Holbrook, Sara. The
Enemy. Calkins Creek 2017 256p $17.95 ISBN 978-1-62979-498-3 ms/hs
Historical Fiction E-BN
It is 1953, and Marjorie
is a 12-year-old girl living in Detroit with her father, a shell-shocked
veteran of World War Two, her college-educated mother, her little sister, and
Frank, a teenager who lost his father in the war. At school, she experiences
air-raid drills, hears talk about the Cold War, and learns from her girlfriends
that all Germans are Nazis and that girls cannot become doctors. The era of the
50s is invoked on every page, and I found only two anachronisms: toward the end
of the book, one girl says to another “It isn’t about you,” which nobody said
back in the 1950s. The other anachronism is Marjorie’s mother telling her
daughter “Breathe”. Nobody said that back in the 1950s either.
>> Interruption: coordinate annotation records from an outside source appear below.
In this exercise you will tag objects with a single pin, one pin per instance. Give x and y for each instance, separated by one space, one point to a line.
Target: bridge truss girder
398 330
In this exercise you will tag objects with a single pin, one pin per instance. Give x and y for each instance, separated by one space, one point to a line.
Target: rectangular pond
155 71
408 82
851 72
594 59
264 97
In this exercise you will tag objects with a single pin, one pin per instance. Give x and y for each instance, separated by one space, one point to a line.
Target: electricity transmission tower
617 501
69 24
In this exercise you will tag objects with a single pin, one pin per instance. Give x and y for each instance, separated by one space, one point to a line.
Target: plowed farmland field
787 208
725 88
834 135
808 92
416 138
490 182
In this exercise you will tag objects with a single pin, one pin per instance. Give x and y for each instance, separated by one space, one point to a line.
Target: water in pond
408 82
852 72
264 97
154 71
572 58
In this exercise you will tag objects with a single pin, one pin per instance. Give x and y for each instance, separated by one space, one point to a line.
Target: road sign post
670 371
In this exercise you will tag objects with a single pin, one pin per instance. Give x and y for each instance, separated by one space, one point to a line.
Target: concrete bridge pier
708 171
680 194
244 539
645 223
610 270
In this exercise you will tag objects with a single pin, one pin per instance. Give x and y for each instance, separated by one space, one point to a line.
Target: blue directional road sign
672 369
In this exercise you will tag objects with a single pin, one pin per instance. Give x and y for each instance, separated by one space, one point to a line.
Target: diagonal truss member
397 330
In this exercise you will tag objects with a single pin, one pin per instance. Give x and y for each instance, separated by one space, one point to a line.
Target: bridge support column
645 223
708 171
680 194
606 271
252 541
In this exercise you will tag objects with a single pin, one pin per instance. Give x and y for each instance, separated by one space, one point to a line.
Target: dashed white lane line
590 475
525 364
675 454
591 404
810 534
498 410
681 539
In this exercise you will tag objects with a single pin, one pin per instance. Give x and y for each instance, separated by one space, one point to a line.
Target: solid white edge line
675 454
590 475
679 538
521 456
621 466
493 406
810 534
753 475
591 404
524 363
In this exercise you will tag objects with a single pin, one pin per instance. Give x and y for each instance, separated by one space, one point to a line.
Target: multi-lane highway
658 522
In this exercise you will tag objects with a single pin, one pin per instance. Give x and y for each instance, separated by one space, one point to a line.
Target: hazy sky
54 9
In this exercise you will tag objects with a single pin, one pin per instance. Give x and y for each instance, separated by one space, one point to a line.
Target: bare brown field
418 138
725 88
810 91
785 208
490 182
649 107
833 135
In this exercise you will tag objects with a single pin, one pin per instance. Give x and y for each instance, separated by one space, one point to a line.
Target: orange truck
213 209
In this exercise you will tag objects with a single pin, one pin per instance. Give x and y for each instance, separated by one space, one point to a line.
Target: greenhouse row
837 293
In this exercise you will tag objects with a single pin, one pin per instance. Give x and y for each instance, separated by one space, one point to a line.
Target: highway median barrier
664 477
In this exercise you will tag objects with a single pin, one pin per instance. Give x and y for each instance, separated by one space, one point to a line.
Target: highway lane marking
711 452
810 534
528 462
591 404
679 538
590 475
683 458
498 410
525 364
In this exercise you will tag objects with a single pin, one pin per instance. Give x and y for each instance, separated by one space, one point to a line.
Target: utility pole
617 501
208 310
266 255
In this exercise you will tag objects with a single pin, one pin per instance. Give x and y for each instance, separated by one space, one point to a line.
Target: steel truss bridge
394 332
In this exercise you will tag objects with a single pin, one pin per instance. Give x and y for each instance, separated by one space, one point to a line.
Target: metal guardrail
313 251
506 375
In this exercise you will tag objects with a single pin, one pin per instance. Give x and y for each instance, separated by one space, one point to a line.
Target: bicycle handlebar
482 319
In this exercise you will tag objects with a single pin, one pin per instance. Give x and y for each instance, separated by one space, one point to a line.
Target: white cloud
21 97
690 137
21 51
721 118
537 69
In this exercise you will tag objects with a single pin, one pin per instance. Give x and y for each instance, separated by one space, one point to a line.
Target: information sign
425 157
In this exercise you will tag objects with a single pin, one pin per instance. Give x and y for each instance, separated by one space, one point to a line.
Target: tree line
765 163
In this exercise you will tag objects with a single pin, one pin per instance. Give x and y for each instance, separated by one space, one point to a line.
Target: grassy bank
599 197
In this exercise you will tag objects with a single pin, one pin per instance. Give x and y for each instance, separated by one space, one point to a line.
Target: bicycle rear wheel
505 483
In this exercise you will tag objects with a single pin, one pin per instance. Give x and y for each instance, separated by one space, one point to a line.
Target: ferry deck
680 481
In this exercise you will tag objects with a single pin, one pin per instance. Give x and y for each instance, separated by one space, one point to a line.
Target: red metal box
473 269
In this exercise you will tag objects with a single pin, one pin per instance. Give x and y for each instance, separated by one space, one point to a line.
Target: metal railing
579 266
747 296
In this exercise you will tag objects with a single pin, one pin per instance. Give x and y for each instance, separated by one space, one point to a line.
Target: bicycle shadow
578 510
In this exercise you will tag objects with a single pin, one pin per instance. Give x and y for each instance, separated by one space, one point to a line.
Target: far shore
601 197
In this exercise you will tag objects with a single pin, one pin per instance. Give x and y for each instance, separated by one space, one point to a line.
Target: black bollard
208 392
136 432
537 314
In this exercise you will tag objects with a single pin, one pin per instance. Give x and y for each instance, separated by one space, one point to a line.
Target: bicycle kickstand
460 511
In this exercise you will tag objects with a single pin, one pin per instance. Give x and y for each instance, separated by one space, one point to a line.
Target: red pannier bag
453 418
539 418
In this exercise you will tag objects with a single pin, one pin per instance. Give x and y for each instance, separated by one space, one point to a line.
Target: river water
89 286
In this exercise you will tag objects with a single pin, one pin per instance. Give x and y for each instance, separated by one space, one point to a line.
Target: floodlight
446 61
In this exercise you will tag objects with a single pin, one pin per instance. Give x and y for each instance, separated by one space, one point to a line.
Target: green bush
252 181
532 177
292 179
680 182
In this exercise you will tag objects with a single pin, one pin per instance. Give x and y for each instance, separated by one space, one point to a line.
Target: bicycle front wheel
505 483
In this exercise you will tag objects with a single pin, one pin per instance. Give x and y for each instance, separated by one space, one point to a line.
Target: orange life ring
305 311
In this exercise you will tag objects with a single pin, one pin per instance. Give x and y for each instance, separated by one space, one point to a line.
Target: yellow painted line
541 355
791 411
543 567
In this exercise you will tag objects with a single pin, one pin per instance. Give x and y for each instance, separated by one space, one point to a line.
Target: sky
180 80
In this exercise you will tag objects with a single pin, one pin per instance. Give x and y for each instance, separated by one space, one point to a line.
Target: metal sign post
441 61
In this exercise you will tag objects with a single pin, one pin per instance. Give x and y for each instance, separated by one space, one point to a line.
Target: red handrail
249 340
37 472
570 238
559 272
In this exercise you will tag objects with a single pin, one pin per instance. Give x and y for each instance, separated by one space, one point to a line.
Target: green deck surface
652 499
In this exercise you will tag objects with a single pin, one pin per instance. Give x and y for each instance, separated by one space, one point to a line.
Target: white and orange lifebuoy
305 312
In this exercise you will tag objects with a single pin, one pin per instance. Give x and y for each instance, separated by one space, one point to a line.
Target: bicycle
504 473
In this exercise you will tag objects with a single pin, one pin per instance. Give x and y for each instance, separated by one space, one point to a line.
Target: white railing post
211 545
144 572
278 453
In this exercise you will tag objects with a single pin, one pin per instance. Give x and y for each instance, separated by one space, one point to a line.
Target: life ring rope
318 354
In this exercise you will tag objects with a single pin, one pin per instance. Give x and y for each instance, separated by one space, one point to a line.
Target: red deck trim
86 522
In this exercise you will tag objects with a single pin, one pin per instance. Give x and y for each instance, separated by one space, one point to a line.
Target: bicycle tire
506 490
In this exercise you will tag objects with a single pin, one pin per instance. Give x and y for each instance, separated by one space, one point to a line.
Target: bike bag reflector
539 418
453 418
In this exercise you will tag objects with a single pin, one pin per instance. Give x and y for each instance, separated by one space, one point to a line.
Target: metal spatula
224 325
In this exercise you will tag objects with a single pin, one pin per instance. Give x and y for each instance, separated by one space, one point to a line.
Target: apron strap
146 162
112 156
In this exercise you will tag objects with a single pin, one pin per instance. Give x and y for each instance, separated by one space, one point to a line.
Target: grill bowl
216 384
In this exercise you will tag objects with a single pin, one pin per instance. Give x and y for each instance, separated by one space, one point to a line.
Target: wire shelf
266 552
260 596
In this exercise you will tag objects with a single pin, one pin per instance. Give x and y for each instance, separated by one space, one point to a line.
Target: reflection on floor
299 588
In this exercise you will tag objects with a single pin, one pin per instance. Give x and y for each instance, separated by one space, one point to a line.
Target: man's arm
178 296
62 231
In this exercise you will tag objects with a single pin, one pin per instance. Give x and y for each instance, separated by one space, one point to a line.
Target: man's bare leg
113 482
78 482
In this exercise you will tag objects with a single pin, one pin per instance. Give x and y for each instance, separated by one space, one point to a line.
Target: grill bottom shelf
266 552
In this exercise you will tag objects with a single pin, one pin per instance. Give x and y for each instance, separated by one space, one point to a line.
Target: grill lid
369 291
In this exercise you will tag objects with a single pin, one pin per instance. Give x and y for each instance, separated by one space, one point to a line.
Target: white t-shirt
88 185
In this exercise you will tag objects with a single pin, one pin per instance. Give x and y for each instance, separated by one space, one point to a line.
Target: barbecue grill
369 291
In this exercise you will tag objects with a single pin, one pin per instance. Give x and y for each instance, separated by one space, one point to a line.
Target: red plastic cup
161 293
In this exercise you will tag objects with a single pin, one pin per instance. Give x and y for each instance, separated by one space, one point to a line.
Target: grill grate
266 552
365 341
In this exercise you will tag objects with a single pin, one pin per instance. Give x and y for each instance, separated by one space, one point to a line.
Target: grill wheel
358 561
However, in general, the era is very faithfully portrayed, and the fear of the times is strongly invoked: fear of Communism, the Bomb, subversive literature, and independent thought.
Marjorie is a believable protagonist, as are the other characters. They are all flawed human beings, but in most cases they are doing their best to move on after the trauma of the war to make better lives for themselves. The author has extensive notes at the end of the book, describing her own childhood in Detroit and discussing her inspiration for the story.
This is a great realistic and historical novel for those readers who enjoy the genre. Recommended for middle- and high-school collections.
Summary: In this novel,
which takes place in the early 1950s, Marjorie lives in Detroit with her family
and struggles to make up her mind about all the things she sees around her ...
censorship, McCarthyism, and xenophobia in the wake of the second world war.